Una beffa della storia, del destino o, se volete delle tre Parche che avevano tra le mani il filo della vita di ogni uomo. Il Coronavirus si fa gioco delle nostre paure e delle nostre certezze per metterci di fronte a una sorta di storia rovesciata, in cui vizi e virtù si scambiano di posto in un vertiginoso ribaltamento di ruoli.
Il presidente del Consiglio. All’inizio del suo mandato è stato a lungo sbeffeggiato, canzonato, dileggiato perché ritenuto un burattino nelle mani dei 5Stelle alla guida di un governo che in realtà era teleguidato da Grillo e Casaleggio. Poi, a contendersi il telecomando si sono messi Di Maio e Salvini, che hanno imperversato in una gara di presenzialismo mediatico, inventandosi le trovate più incredibili per mantenere il passo della comunicazione. Sembrano tempi lontanissimi quando il web era intasato dalle gaffe di Di Maio, dalle divise di Salvini e dalle banalità di Conte. Ora proprio quel Conte lì è il presidente del Consiglio che si rivela uno dei riferimenti della nazione. Che deve cimentarsi nel compito più difficile e drammatico mai affrontato da un capo di governo italiano. Chapeau, avvocato Conte, la tua vicenda assomiglia a quella dell’elefantino Dumbo.
Il ministro della Salute. Con quell’aria timida e un po’ spaurita, Roberto Speranza è arrivato giovane – troppo giovane dicevano i suoi detrattori – a un ministero importante per i cittadini, ma sempre sotto il bisturi dei ministri delle Finanze.
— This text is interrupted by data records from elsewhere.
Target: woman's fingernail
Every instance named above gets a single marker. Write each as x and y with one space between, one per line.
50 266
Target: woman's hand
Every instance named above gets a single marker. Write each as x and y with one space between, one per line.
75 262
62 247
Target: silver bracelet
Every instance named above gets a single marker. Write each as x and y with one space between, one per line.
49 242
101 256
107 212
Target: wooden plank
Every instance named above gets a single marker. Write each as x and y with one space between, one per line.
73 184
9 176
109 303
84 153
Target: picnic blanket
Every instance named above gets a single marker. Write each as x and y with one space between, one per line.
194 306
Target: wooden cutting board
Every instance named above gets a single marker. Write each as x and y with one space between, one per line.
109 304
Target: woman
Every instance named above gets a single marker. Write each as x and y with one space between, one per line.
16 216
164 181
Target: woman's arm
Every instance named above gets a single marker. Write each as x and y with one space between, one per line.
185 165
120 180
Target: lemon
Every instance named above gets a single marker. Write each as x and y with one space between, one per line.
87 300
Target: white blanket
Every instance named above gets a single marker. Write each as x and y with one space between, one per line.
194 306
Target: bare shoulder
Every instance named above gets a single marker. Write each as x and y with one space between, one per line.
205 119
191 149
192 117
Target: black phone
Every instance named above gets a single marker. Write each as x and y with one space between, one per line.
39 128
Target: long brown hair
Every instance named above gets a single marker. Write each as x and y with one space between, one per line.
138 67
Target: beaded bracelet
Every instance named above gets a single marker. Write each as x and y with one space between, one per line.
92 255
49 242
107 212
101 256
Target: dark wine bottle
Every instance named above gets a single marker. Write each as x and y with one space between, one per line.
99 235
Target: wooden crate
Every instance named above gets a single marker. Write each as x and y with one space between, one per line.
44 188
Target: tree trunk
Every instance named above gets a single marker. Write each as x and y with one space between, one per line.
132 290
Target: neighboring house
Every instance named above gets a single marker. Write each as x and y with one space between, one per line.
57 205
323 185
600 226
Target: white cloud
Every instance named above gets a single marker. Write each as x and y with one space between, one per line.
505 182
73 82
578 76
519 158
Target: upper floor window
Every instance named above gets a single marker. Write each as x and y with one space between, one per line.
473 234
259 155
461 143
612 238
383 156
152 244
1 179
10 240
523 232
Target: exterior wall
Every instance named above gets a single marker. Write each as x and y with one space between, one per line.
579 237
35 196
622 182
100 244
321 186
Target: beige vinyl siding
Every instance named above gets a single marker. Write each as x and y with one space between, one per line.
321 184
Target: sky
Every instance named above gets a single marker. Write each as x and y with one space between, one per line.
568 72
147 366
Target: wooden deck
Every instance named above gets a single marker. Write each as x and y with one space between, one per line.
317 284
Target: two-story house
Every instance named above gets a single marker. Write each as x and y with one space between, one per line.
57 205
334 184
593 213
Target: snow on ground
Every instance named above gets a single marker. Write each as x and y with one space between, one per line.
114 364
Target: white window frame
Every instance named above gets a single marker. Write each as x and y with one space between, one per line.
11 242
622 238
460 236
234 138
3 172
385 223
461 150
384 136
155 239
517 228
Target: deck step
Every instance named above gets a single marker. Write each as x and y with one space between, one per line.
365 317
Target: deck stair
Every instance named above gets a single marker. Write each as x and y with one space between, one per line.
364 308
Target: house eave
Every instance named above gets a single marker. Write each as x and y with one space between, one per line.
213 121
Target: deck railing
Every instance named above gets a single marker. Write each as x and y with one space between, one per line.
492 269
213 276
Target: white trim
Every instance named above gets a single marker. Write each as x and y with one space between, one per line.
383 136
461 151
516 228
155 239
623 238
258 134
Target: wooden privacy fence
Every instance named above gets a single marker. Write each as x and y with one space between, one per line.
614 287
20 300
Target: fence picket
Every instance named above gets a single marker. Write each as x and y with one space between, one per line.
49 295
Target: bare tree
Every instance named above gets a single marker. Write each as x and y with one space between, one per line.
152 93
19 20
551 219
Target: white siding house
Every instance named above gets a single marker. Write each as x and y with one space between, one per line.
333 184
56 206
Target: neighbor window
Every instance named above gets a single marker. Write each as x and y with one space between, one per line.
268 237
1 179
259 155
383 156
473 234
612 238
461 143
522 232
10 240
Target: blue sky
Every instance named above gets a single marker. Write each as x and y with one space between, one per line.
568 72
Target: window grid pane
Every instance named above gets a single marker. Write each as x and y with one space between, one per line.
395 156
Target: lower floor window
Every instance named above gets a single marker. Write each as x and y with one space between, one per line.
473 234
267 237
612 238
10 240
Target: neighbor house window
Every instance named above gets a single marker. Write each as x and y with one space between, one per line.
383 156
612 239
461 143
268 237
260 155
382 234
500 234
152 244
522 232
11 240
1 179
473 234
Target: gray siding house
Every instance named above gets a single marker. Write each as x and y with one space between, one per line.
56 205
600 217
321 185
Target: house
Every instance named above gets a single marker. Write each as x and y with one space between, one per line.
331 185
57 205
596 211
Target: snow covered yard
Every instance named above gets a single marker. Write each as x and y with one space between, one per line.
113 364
A ogni legge di bilancio la Sanità è sempre falcidiata dai tagli. Ogni anno una coperta sempre più corta da dividere fra Regioni affamate dal bisogno. Adesso il giovane Speranza, nel cui cognome c’è l’unica medicina efficace in questo tempo, è in prima linea a combattere, a organizzare una macchina che deve affrontare una lotta impari. Una macchina che sconta i troppi tagli e i troppi errori del passato. Ce la farà questo ragazzo lucano dagli occhi sempre sgranati? Non lo sappiamo, ma sappiamo benissimo che molti destini sono legati alle sue scelte e che, nel bene o nel male, il suo nome resterà molto più di altri nella storia del nostro Paese.
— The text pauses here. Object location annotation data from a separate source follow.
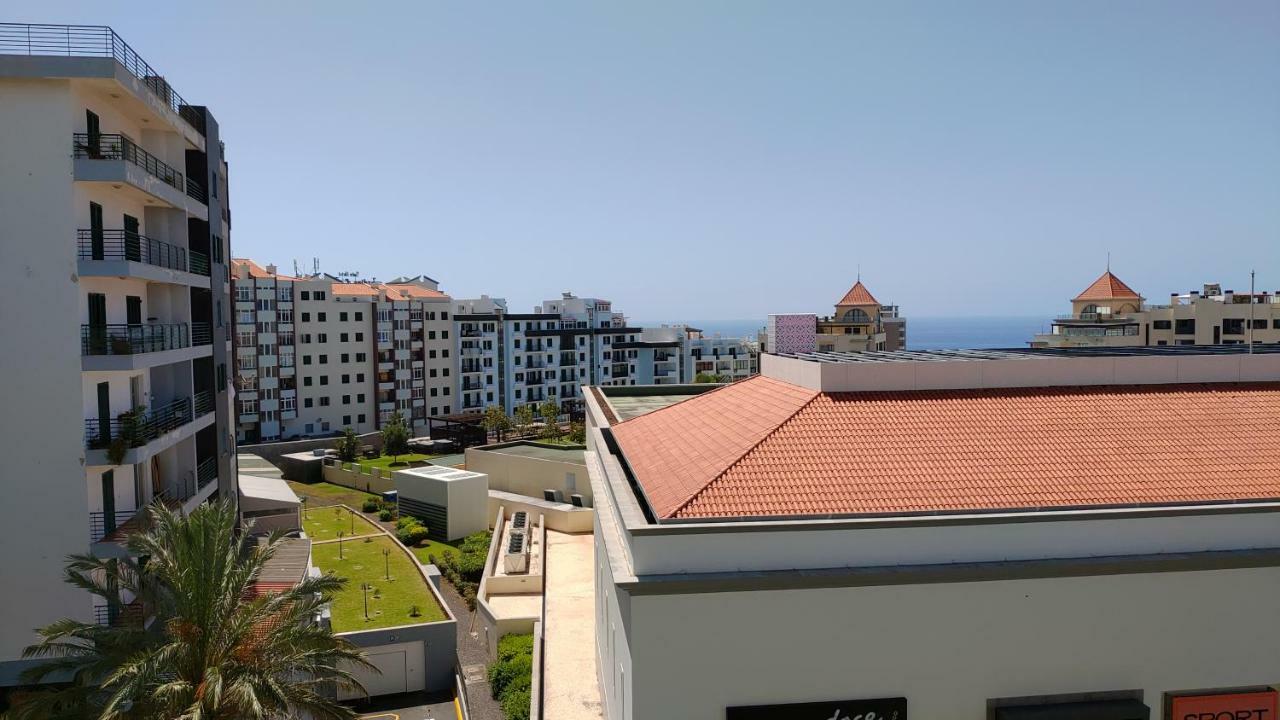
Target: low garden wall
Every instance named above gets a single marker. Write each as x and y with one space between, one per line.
355 477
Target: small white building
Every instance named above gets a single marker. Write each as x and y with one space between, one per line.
453 504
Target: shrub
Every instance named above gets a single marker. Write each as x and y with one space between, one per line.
508 673
515 703
511 646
La sanità del Nord. Il fior fiore degli ospedali e delle capacità mediche italiane sta affrontando una prova difficilissima. Le migliori strutture sanitarie scricchiolano sotto il peso dell’emergenza: manca personale, mancano posti in rianimazione, mancano guanti e mascherine. Gli ospedali visti come santuari da tanti meridionali emigrati per curarsi, ora non riescono a contenere l’ondata di contagiati dal Coronavirus. Uno schiaffo soprattutto all’orgoglio lombardo, al ghe pensi mi di tanti medici che guardavano con sufficienza e compatimento i «poveri» malati arrivati dal Sud. Qualcuno osserva: se lì al Nord, dove hanno la migliore sanità d’Italia, il virus fa strage, figurarsi che cosa sarebbe accaduto al Sud. Giusto, ma resta il dato di una realtà paradossale, dove i focolai più gravi d’infezione sono partiti dagli ospedali, proprio quelli che nell’immaginario collettivo meridionale erano esempi di perfezione e modelli da imitare.
I medici eroi. A decine stanno morendo per salvare quanta più gente possibile. Talvolta non c’entrano neppure con la rianimazione o con i malati intubati: dentisti o medici di base contagiati da pazienti inconsapevoli o forse incoscienti. A tutti come agli infermieri, il Paese ogni giorno dice grazie. Ma è quello stesso Paese che fino a prima del virus valutava buona parte dei medici come profittatori: li chiamava «baroni». Erano quelli che non riuscivano a visitare in ospedale ma che nello studio privato offrivano – a pagamento, è ovvio – tutto il tempo di questo mondo. Medici che evadevano le tasse, medici che truffavano sui farmaci, medici che timbravano il cartellino e andavano a giocare a tennis. Il Coronavirus li ha riabilitati tutti insieme e tutti in una volta, anche se a un prezzo terribile. Le sciagure ci cambiano, il dolore e la sofferenza fanno crescere tutti, sempre.
I migranti. All’improvviso sono scomparsi dall’agenda dei problemi nazionali. Quando Salvini era ministro dell’Interno erano argomento da prima pagina ogni giorno. Brutti, sporchi e cattivi e sospettati di portare chissà quali malattie stavano invadendo l’Europa. Adesso loro - è una bufala il fatto che non si ammalino – lavorano nei campi e nelle stalle per garantirci frutta, ortaggi, carne e latte. Non sono eroi, ma un piccolo grazie potremmo dirlo anche a loro.